Prelevato da polizia per essere interrogato

Operazione della polizia federale brasiliana nella casa dell'ex presidente della Repubblica. Per Lula da Silva è stato disposto l'accompagnamento coatto per l'interrogatorio. 'Ci sono elementi di prova che l'ex capo di Stato abbia ricevuto denaro proveniente dallo schema interno a Petrobras', scrivono gli inquirenti in una nota, 'esiste il sospetto che siano stati riciclati almeno 4,5 milioni di reais'. Il blitz rientra nell'inchiesta 'Lava-Jato' sullo scandalo tangenti dentro Petrobras.  

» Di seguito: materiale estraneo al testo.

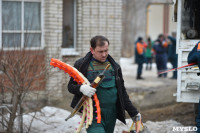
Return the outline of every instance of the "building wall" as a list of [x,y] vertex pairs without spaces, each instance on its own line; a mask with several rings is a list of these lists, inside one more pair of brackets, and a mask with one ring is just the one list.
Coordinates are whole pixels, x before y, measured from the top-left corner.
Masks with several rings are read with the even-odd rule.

L'ex presidente brasiliano ha risposto a tutte le domande che gli sono state rivolte in una sala dell'aeroporto di Congonhas, a San Paolo. Una volta conclusa la sua testimonianza, cominciata alle 8 locali (le 12 in Italia), il pm Igor Romario, che fa parte del pool di Curitiba che conduce l'inchiesta 'Lava Jato', ha detto che ''Lula è tranquillo e non ha avuto alcuna reazione rabbiosa''.

Perquisita dalla polizia federale brasiliana anche l'appartamento del figlio primogenito dell'ex presidente Lula, Fabio Luis Lula da Silva, nel quartiere Moema di San Paolo. Gli agenti federali hanno prelevato alcuni documenti ed hanno lasciato l'immobile.

''Non ho nulla da temere perché non ho fatto niente di male. Se i magistrati mi avessero mandato a chiamare sarei andato, come ho fatto lo scorso 5 gennaio a Brasilia, e si sarebbe evitata questa operazione inutile e spettacolare, questo show'', ha detto l'ex presidente brasiliano Lula commentando nella sede del suo partito l'operazione di polizia di questa mattina per accompagnarlo a deporre nell'ambito di un'inchiesta su presunte tangenti. Lula vi è stato accompagnato proprio dalla polizia ed è stato accolto da un centinaio di sostenitori che lo hanno festeggiato.